I sublimated some royal blue and some gray shirts however the area around the image was left with a bleached like appearance.. I've run down the heat to 375 and am at 40 seconds for the light/medium press. 

has anybody else run into this problem?

If so did you figure it out and if so would you mind sharing?

Shirts are Gildan and Jerzees


----------



## john221us (Nov 29, 2015)

thoffmann said:


> I sublimated some royal blue and some gray shirts however the area around the image was left with a bleached like appearance.. I've run down the heat to 375 and am at 40 seconds for the light/medium press.
> 
> has anybody else run into this problem?
> 
> ...


What percent is polyester? You probably need at least 80% for a good transfer.

Edit: also a little longer time.

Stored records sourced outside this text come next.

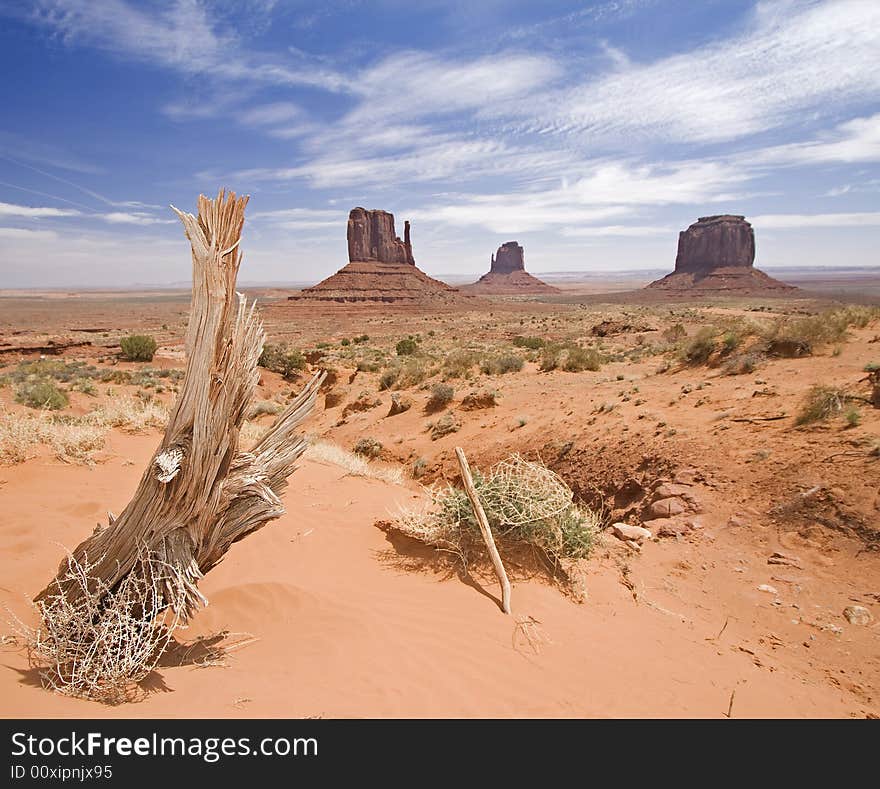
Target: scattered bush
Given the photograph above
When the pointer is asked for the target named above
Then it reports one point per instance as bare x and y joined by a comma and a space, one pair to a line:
138, 348
283, 360
41, 393
820, 402
526, 504
445, 425
441, 396
700, 347
459, 363
532, 343
406, 347
476, 400
501, 363
580, 359
368, 447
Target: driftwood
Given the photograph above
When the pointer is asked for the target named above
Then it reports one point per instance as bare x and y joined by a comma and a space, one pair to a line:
483, 521
200, 492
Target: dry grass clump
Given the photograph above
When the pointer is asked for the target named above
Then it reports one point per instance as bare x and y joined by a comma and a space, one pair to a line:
526, 504
355, 465
132, 414
283, 360
368, 448
820, 403
499, 364
138, 348
22, 433
97, 643
444, 426
41, 393
460, 363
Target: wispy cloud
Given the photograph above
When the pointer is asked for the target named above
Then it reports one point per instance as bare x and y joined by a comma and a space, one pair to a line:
35, 212
182, 37
798, 221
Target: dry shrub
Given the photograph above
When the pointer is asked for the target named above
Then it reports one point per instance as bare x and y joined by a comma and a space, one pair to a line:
821, 402
353, 464
97, 643
70, 440
441, 396
132, 414
526, 504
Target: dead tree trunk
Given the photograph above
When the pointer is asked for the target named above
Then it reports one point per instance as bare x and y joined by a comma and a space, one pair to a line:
200, 493
485, 529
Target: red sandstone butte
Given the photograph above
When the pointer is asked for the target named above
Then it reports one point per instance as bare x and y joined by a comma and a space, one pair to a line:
716, 254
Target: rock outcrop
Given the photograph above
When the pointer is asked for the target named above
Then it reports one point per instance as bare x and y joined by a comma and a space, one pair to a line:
716, 254
381, 268
507, 275
371, 238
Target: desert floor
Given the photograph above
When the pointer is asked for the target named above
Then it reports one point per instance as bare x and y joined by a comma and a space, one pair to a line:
351, 619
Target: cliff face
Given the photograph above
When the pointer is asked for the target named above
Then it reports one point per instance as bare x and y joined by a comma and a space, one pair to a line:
712, 242
716, 254
381, 268
509, 258
371, 238
507, 275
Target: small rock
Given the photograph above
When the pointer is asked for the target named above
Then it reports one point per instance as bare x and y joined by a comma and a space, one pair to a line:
857, 615
784, 559
624, 531
666, 508
399, 404
686, 476
670, 527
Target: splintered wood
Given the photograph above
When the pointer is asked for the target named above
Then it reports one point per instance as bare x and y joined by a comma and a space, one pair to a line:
200, 493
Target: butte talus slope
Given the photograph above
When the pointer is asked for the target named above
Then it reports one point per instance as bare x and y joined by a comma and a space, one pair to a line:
507, 275
381, 268
716, 255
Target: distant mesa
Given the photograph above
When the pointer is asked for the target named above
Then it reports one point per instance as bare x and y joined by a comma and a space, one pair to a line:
381, 267
507, 275
716, 254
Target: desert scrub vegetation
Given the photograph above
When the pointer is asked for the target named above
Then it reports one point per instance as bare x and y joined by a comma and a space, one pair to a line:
368, 448
73, 439
460, 363
441, 395
97, 642
407, 346
41, 393
285, 361
532, 343
569, 357
501, 363
356, 465
138, 348
820, 403
527, 505
403, 374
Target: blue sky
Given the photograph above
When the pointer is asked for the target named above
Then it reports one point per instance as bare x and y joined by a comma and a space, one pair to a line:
590, 132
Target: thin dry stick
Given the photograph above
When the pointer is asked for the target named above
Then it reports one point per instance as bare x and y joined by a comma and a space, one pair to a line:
484, 528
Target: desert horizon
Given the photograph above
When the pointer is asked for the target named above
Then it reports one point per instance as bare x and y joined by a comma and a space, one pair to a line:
374, 373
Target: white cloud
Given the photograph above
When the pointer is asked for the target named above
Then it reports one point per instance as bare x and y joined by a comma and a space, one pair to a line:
36, 212
635, 231
856, 140
181, 37
133, 218
21, 233
269, 114
812, 56
792, 221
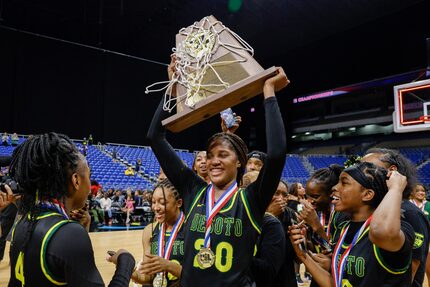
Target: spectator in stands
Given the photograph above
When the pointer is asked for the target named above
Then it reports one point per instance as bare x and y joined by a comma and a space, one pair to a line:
418, 198
129, 206
111, 193
249, 178
161, 176
106, 204
255, 160
5, 139
14, 139
114, 154
199, 165
138, 200
129, 171
393, 160
138, 165
96, 212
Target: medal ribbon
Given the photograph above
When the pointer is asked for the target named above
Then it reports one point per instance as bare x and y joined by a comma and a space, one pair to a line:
422, 205
165, 251
337, 267
329, 221
212, 209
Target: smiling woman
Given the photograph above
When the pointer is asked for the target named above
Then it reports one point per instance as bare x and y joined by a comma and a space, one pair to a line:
222, 221
374, 248
47, 248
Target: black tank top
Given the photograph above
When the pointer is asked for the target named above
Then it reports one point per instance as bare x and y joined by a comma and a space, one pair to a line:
29, 267
177, 254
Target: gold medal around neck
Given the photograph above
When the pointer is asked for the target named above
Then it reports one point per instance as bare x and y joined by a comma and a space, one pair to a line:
205, 258
159, 281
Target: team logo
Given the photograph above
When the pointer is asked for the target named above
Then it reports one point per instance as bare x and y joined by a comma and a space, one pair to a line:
419, 240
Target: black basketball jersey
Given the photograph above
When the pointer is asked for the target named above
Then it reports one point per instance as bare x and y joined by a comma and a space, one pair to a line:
233, 236
419, 222
29, 267
368, 265
177, 254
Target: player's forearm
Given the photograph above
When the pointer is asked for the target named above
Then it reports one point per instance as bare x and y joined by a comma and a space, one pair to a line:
385, 225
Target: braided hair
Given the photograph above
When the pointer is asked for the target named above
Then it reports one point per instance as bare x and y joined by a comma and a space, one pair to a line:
404, 166
42, 166
327, 176
237, 144
372, 177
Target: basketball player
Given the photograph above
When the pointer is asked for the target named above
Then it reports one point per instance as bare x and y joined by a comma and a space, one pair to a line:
392, 160
48, 249
374, 248
222, 222
163, 241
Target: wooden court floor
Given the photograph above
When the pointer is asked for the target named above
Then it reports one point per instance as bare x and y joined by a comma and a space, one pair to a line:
103, 241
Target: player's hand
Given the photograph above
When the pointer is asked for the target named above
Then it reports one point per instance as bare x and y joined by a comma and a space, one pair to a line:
275, 83
232, 129
7, 197
396, 181
114, 258
309, 215
82, 215
171, 69
324, 260
277, 206
297, 236
153, 264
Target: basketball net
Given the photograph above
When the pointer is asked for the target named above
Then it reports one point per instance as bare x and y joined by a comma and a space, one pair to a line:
193, 61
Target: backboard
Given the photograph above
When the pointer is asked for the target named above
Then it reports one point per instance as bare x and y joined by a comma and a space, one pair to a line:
412, 107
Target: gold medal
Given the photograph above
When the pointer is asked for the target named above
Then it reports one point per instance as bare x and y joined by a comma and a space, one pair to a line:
205, 258
159, 280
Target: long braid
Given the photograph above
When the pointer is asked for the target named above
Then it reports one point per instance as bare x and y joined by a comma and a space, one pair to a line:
327, 176
41, 166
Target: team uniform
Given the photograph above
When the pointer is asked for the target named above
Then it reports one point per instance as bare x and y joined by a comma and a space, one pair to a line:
269, 262
58, 253
420, 224
177, 254
235, 228
368, 265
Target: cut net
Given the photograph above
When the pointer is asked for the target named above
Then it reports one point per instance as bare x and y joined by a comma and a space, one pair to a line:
193, 61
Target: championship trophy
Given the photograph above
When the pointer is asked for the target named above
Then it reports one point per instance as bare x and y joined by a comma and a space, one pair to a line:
215, 70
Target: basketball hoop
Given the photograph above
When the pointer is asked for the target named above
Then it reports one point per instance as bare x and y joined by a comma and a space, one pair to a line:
425, 119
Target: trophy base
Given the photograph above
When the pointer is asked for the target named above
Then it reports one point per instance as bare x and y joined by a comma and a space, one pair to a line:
213, 105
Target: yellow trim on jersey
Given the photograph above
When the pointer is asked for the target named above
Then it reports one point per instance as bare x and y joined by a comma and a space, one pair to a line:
385, 266
230, 205
45, 241
248, 211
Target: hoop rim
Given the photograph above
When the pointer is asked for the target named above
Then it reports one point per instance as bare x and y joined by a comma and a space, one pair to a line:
425, 118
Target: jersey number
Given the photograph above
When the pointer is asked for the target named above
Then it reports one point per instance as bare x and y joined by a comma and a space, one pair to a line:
19, 269
223, 250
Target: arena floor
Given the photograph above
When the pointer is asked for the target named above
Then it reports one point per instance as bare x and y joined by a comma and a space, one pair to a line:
103, 241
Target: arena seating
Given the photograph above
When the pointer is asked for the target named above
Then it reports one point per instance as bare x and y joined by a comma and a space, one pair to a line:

Maybe closer to a minute.


----------



## thoffmann (Feb 5, 2016)

Shirts are 100% polyester Gildan G4200 and Jerzee 21M . Problem is the area around the image where the platen os is like it is drawing the color out of the shirt and leaving a platen sized box around the image that is lighter than the original color. Will try to get a photo so you can see...


----------



## thoffmann (Feb 5, 2016)

these are 2 examples of the bleaching affect around the edges


----------



## binki (Jul 16, 2006)

Are you printing the entire thing as a bitmap? My guess is that is trace color printed on the paper. If you are doing it as a bitmap, make it a png an knock out all the 'white space'.


----------



## Dekzion (May 18, 2015)

if the shirts are 100% poly then they have already been subbed (or the colour wont stick) Re-subbing anything does have a tendency to fade the colour because you are re-gassing it. hence the box being lighter.


----------



## splathead (Dec 4, 2005)

Those are press marks caused by the high heat needed for dye sublimation. The darker the garment the more noticeable the marks.

The only color where you're pretty much guaranteed not to see them is on white garments.

Try reducing your pressure to almost nothing. Use a teflon pillow on your lower platen and a teflon sheet larger than your press on top of the garment/transfer and see if that helps.


----------



## thoffmann (Feb 5, 2016)

Thank you everyone. I will try the ideas to see if they help. I am looking at getting a pillow and now it seems like I need to get one ASAP. and the pressure I'll reduce it to see if that helps. You all have been fantastic and appreciate all your help...


----------



## skdave (Apr 11, 2008)

Too much pressure too much heat, edge of paper needs to be off the press.


----------



## freebird1963 (Jan 21, 2007)

That box is the "shine" box. You get it on any colored poly shirt. Sometimes you can with white too.
Basically your re-gassing the original dye subbed ink used to make the shirt that color.

Wanna test it out take just butcher paper and lay it over a colored shirt and press. The butcher paper will now be the color of the shirt. 

How much it will shine is dependent on the quality of ink that was used to create the shirt. 

Also reason why when you go to a show and they are dye subbing shirts they use only white and not colored. Harder to sell when your shirts have the shine box.


----------